A cognitive system can be characterized by its capability of solving problems. A problem can be defined as a situation confronted by an autonomous system (an "actor"), which is not stable (i.e. the actor is not happy with the status quo, but wants to change something). The larger the instability, the more serious the problem, the more variation the actor will experience. "Solving the problem" means finding a new situation which is more stable. Traditional paradigms for problem-solving are trial-and-error and generate-and-test. Both can be reduced to the paradigm of variation (i.e. generating variants or trials) and selective retention (i.e. evaluating the variants, retaining the good ones or (partial) solutions, and throwing away the bad ones or errors).

A further distinction can be made between well-structured (or simple) problems and ill-structured or complex problems. A well-structured problem is characterized by a well-defined goal, search space and initial state. This means that an internal variation mechanism, generating states in the search space starting from the initial state, is given, together with an invariant external or internal selection criterion, for recognizing the eventual solution. The search space, determining the problem representation is "closed".

In a complex problem (also called "wicked" or "externally structured" problem), on the other hand, there is also external variation, so that the search space and the goal will change during the search process. New systems, external to the original one, influence the problem, so that the problem formulation has to be continuously adapted. The problem representation is "open": elements, structures and distinctions are taken out of it, added, and replaced.

Classical vs. second-order modelling

Classical science (exemplified by classical physics) presupposes that - at least in the limit - there exists a complete, deterministic model of a given system. Such a model is unique, objective and gives a true account of reality. In principle every problem concerning the behaviour of the system can be solved unambiguously by applying the laws of the model: the model replaces the system.

Modern, non-classical science has discovered that such complete, deterministic models are in principle impossible. This may be inferred from principles such as the theorem of Gšdel, the indeterminacy principle of quantum mechanics and the second law of thermodynamics. Yet until now these results are interpreted mainly in a negative manner: as a theoretical limitation which does not help us in any way to solve practical problems.

When studying complex systems, however, the difficulty is no longer theoretical: it is obvious in practice that there is no single model which can completely represent the behaviour of a complex system. We are suddenly confronted with a new freedom of choice: which model or models should we use for tackling a given problem? This question brings in a higher level of decision-making, a second-order or meta-decision: instead of choosing between different alternatives specified within a given model, we now must choose between different ways of representing or modelling a given system. Representing a domain is fundamentally a question of structuring, classifying, partitioning, i.e. of making distinctions. Hence the problem amounts to determining the adequate distinctions between alternatives, instead of determining the adequate alternatives defined by a given set of distinctions.

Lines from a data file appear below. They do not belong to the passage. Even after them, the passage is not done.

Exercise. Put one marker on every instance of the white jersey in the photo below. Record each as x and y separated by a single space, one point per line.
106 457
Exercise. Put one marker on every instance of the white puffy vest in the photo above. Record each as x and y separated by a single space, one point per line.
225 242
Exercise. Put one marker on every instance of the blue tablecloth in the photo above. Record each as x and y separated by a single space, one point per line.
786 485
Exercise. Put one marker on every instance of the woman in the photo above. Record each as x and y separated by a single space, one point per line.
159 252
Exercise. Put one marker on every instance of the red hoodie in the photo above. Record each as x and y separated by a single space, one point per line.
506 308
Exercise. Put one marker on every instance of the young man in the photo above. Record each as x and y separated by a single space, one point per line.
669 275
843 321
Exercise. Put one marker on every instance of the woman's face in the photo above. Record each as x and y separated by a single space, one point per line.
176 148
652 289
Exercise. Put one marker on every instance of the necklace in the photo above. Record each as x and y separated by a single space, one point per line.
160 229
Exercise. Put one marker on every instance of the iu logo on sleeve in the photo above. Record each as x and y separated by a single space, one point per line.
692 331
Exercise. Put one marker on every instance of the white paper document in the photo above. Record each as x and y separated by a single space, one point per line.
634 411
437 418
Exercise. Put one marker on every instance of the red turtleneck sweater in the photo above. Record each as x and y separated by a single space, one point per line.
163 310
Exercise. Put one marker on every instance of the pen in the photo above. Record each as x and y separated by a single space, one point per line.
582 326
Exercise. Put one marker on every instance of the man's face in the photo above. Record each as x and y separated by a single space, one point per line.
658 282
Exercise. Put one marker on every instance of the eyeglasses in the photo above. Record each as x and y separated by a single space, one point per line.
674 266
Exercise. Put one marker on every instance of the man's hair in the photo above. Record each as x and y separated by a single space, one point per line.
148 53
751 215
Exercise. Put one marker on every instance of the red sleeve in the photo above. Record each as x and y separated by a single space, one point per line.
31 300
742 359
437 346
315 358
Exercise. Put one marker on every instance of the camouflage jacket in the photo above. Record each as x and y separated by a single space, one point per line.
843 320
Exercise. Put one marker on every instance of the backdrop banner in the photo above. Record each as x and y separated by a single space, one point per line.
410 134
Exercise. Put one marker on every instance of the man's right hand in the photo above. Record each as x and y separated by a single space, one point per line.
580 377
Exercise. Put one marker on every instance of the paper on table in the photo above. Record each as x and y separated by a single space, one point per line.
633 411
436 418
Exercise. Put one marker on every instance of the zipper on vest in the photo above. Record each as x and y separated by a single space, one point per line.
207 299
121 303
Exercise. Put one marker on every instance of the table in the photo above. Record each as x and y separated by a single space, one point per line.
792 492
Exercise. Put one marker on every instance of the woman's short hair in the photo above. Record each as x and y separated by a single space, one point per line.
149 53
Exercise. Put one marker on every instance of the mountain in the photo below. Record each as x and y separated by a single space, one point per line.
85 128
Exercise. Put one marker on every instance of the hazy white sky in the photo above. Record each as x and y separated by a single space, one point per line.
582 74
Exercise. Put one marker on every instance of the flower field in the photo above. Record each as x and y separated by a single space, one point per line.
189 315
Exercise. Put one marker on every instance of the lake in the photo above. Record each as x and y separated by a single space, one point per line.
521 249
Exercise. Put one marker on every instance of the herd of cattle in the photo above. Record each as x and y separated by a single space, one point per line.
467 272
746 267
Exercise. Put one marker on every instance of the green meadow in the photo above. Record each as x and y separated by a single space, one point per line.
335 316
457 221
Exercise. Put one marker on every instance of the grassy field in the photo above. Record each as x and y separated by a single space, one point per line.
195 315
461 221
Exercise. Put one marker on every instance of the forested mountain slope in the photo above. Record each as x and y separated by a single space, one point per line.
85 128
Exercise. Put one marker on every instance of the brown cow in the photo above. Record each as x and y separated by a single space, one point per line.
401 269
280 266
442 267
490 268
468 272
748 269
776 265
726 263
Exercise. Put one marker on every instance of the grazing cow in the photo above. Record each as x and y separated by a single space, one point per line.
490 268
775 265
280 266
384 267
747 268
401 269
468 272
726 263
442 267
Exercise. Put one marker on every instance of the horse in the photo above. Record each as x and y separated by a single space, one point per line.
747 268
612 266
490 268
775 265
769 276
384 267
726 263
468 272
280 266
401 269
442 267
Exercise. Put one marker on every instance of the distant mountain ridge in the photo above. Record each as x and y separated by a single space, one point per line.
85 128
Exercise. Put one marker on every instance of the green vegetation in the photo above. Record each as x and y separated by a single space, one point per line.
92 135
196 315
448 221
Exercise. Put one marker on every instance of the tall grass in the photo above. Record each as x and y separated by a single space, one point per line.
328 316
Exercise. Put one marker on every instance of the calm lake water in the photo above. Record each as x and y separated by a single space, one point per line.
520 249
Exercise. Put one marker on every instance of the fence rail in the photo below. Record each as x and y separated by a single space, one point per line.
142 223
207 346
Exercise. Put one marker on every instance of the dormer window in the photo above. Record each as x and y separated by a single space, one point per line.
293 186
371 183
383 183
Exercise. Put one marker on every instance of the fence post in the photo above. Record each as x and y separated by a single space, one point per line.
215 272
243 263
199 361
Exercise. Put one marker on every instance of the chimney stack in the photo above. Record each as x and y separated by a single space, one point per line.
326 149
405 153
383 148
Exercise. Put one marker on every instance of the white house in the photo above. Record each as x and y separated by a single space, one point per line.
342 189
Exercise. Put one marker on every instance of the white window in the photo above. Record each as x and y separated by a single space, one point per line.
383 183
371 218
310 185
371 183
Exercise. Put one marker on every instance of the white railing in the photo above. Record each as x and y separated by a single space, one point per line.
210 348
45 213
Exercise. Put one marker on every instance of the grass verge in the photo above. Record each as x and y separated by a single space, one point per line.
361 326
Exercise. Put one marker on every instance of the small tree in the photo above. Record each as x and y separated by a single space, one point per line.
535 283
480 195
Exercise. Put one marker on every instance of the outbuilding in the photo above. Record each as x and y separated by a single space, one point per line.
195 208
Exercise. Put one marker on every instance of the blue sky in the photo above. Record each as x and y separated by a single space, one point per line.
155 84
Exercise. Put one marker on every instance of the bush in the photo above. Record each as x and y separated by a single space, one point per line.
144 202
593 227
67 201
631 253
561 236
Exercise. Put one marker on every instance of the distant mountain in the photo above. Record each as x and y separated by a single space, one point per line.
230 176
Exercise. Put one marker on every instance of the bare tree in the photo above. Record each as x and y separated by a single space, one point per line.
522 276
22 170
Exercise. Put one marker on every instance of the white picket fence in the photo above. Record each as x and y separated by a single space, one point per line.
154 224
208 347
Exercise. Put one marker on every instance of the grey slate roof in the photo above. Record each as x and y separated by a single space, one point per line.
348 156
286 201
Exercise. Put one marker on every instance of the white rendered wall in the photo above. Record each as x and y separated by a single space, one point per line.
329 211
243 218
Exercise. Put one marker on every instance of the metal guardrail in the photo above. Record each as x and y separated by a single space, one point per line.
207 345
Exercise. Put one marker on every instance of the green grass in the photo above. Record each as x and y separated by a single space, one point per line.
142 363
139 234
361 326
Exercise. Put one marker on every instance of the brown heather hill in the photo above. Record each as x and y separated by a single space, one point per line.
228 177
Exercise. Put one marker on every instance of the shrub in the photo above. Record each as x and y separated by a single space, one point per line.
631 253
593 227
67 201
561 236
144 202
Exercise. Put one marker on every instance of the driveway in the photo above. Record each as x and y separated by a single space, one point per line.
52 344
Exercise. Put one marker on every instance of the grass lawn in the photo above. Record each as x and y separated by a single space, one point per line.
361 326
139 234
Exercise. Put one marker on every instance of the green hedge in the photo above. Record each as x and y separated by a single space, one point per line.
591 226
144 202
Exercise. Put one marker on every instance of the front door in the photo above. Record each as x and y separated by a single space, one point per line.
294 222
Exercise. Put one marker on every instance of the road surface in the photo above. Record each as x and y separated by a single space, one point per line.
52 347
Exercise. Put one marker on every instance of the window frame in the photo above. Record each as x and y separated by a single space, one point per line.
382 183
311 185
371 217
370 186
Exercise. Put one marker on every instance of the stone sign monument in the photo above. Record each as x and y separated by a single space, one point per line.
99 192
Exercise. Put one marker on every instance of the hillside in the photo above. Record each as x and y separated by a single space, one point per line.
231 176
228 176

The positive interpretation of non-classical modelling is to search for a meta-theory, specifying how adequate models and distinctions can be constructed, and how they depend on the system to be modeled, the actor or observer, and the culture or society of consensual actors. The epistemological implication is that in complex situations the observer can no longer be completely separated from the observed. The practical implication is that model-building and the discovery of concepts and rules are no longer uncontrollable phenomena of inspiration or illumination, but can be supported by carefully designed theoretical and technological systems.